How to bring your dining table back to life for R350.
Over the last 2 months I have been on a mission doing some light redecorating to my living room and knowing full well that I would have to finally get around to revamping my dining table with a sand and varnish, which seemed like a total drag! What I didn't realise was how effortless and satisfying this final piece of the living room make-over puzzle would be.
The table is 8 years old and was made for my showroom back when I was in retail at the Cape Quarter in De Waterkant, Cape Town. The base was made for me by Morgan Associates in KZN and is the most beautiful wrought iron rectory base. The top I had done in solid oak panels with a 60mm router edge, which was made up by my shop-fitter at the time. The table sat in so many room settings in my showroom before finally retiring to my house 5 years ago. And in all this time it has been the gathering surface for Christmas, birthday parties, dinner parties, cutting kaftans, kids art, crafting, sorting, organising and so on...

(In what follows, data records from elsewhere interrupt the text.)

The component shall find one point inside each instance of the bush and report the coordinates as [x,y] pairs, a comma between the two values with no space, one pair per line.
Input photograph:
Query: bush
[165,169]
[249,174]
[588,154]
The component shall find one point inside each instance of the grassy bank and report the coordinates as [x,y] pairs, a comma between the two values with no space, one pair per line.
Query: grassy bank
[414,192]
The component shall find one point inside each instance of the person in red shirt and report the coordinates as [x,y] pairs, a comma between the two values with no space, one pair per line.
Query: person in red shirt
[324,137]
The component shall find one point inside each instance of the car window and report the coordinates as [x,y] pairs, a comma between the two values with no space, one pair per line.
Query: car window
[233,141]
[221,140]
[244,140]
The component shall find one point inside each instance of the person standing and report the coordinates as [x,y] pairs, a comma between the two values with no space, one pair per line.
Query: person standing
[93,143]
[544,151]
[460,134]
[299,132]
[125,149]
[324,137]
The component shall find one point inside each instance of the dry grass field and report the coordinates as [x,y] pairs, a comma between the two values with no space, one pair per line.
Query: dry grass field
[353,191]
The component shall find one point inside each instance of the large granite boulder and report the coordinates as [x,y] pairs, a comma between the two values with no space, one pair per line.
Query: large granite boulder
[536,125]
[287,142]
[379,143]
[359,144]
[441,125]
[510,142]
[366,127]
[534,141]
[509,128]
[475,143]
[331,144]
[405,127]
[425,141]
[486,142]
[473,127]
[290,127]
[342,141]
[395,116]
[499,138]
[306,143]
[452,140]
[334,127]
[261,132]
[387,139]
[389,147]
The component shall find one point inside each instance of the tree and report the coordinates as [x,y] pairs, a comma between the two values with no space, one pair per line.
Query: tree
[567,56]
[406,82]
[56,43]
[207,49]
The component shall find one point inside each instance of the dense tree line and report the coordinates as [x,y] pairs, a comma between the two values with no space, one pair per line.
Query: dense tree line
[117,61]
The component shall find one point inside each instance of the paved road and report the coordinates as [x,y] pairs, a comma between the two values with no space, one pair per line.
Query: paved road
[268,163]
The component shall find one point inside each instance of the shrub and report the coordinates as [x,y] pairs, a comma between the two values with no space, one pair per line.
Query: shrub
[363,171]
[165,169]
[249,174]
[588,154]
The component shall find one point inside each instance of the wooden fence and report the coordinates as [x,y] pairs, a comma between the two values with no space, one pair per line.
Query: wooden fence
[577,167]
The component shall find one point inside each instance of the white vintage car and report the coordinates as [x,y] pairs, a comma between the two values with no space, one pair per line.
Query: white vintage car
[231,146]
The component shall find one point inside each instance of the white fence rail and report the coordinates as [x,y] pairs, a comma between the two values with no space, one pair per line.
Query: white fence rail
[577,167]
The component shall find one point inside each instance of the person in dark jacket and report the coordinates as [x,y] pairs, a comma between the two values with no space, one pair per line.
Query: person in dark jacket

So you can imaging how many glass rings, scuffs, marks, fade patches and even a few light paint lines there were. (I wish I had taken a before pic)!
So with no major weekend plans set the time had presented itself to finally sand and varnish the table top.
I delegated the sanding task to my house assistant who happily obliged. He did this by hand with a sanding block and 3 different grains of grit. Starting with a rough, then a medium and finally a fine grit to smooth out the grain. It took about 2 hours in all, and made a fine dusty mess, which my trusty vacuum sucked straight up. This approach was great as it meant we could do it in situ.
Next up was my turn, Dan Dan DIY I call it !
Off I went to Jack Hammers in Hout Bay and looked into what to buy.
Knowing Woodoc is a good brand, and one I use to keep my outdoor furniture oiled I looked at their product. I settled on Woodeoc 10 Velvet Clear to do the job as the process on the tin seemed simple enough.
I was so excited to see what the outcome was going to be.
When applying the first coat I was a little unsure about something unexpected going wrong. With DIY there are so many variables to the outcome. Anyway I pressed on. The coat went on easily enough, but I did notice what looked like oil sitting on water, which made me a bit nervous... I soon realised that this was only the varnish slowly absorbing into the wood. Long even brush strokes really helped it all get absorbed in and left the top with a light sheen which I let it dry overnight.
Day 2, I realised I didn't have the steel wool recommended on the tin for the sanding process. So back to Jack Hammers it was for me, (with a croissant stop en route). I also bought some turpentine as it recommends that you wipe the table top down after sanding with turpentine on a cloth.
The sanding with the steel wool took about 15 minutes and was quite a workout for "the old" arms, then a dust off with a dry cloth, another turps wipe down and the second coat of varnish.
Now I could really start to see results which was a very satisfying feeling indeed. #DIYgenius I am thinking! I left the table top once again to dry really well overnight.
Sunday morning I woke up, made myself a coffee and could not wait to do the final sand, wipe down and varnish - a bit like "Ground Hog Day" but this time I literally did it in my pyjamas :)
There is something so satisfying about seeing something you love be returned to its original state of beauty, I think this pulled me out of bed.
With coffee in hand, steel wool in the other, Lionel Richie playing in the background I hit the final round. It took about 40 minutes in total, and then the rest of the day to dry.
My beloved table, the family meeting point, my loyal work surface and the focal point of my living room has been restored to it original state of splendour for total cost of R350 and a bit of muscle. Now that's worth the weekend!